A Machine Learning approach towards fraud identification
Problem Statement You are provided with a mock-up dataset that simulates a simplified fraud detection project you will encounter on the job on a daily basis. The object is to develop a machine learning model to detect frauds using the information in the dataset. Each true positive benefits the companies by its transaction amount. Each false positive costs the company $200 because it takes time to investigate. There is no restriction on methodologies you can use. The success of your project will be evaluated based on the following criteria:
- You need to perform data analysis on the raw data and present with at least one data visualization.
• What insights can you derive from the raw data?
We can infer that the number of negative classes are far higher (~95%) as compared to the positive classes (~5%). Average transaction amount is 110142.0. Overall, Wednesday has the highest number of transactions and also the highest count of fraud labels.
• Why is the project worthwhile?
This project is highly critical in the sense that it saves a huge deal of money for both the bank and it’s customers by aiding in identifying and mitigating the fraudulent transactions.
• What are the potential challenges you may be facing during the model development process?
Some of the challenges include: imbalanced nature of the dataset, presence of missing values in multiple columns, presence of categorical columns which needs to be encoded.
- Define proper performance metrics and provide business and statistical rationales of your selections.

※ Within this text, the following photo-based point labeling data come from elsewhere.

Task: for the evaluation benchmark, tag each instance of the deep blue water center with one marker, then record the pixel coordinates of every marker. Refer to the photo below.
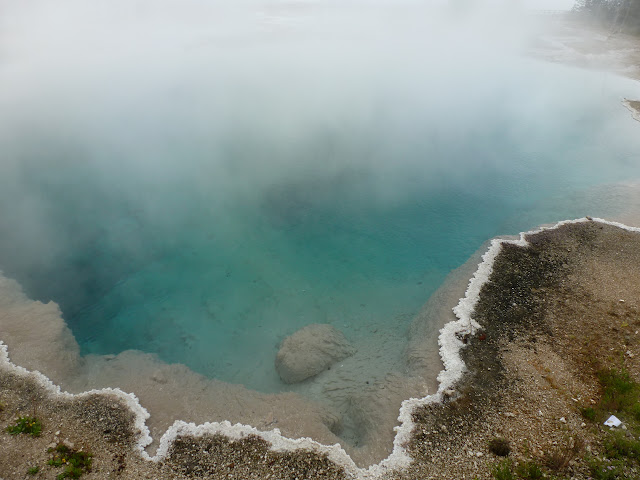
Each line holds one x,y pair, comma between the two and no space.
209,247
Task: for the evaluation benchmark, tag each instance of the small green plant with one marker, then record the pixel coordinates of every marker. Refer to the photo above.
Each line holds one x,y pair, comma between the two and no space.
503,471
589,413
619,391
75,463
500,447
29,425
529,471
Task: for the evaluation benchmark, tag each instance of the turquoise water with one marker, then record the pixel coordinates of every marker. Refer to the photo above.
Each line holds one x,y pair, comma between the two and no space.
210,240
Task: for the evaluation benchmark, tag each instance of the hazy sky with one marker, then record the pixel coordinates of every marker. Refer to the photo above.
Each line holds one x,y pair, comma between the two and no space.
550,4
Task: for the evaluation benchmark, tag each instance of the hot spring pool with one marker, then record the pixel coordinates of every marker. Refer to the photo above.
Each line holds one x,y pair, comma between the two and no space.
205,211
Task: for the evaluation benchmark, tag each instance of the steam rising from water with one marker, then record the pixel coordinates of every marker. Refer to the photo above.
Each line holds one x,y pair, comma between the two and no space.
199,179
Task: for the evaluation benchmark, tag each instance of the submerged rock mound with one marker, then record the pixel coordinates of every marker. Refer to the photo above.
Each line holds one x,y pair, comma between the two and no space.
311,350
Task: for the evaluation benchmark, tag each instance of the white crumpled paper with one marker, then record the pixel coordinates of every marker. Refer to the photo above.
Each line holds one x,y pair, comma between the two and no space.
613,421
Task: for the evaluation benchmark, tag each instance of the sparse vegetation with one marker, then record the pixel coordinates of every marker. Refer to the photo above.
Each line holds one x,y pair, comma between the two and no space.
503,471
75,463
500,447
559,459
28,425
589,413
619,391
529,471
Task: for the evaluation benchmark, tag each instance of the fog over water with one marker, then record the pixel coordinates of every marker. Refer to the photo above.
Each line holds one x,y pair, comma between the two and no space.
200,179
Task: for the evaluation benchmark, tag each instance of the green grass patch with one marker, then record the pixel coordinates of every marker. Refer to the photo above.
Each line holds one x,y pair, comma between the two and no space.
28,425
589,413
620,392
75,463
529,471
503,471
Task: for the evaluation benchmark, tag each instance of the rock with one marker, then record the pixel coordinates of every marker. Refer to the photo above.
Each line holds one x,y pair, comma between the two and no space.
310,351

• Why are these metrics appropriate?
Average transaction amount is 110142.0 which is way higher than the cost of reviewing the false positives. So, it is evident that the cost of false negative is much higher than cost of a false positive(200 Dollars to investigate). Recall is more important than precision for this analysis. We cannot use accuracy here because, the data is imbalanced. The accuracy will be 95 percent even if we predict everything as not-fraud.
- Derive at least one new features from the data.
• Why can these features potentially help your model?
I derived quite a few new features for this analysis:
i. Day/Month of the transaction: To look for patterns in fraudulent transaction as a function of day and month. Since, date as such doesn’t add any value to our model
ii. Days_bw_creation_and_transaction: This feature is the count of days between the account creation date and the transaction date. The idea was that, newer the account, higher could be the possibility of a fraudulent transaction which was observed in the analysis too.
iii. Company and Industry: These two features were extracted from the beneficiary feature(which had 1531 unique values rendering it to be less important). We see that on an average, Retail, Health care, Entertainment industries have the highest fraud contribution. whereas gardening, agriculture and utilites have the least.
iv. Customer tenure: This feature was created to inspect the relationship between tenure and fraud. It’s measured as the number of days between current date and account opening date. But, given the dataset is old, it is unlikely to add value.
- Set up an experimental framework and perform hyperparameter optimization.
• Does your design lead to a good approximation to the performance in production in the future?
I’ve tried different sampling techniques and the design currently involves finding the best parameters through GridSearch of multiple classifiers. This is a good starting point for a Machine Learning problem. This can be further made better by stacking multiple classifiers, or finding the latent representations through deep learning and then leveraging a classifier to make predictions.
- Perform a post-modeling analysis to convince the interviewers about the usability of your model.
• What is the model performance?
Model’s performance on the test data are as follows: Test Precision: 0.6666666666666666 Test Recall: 0.9259259259259259 Test ROC AUC Score: 0.9547635533204573
• What are the key features that drives the predictions?
Based on the model, the top ten features driving this predictions are:
• What threshold do you propose to use for the model and why? The following is the optimal threshold: 0.1167 This was the best threshold for which the recall value is balanced with the appropriate false negative rate.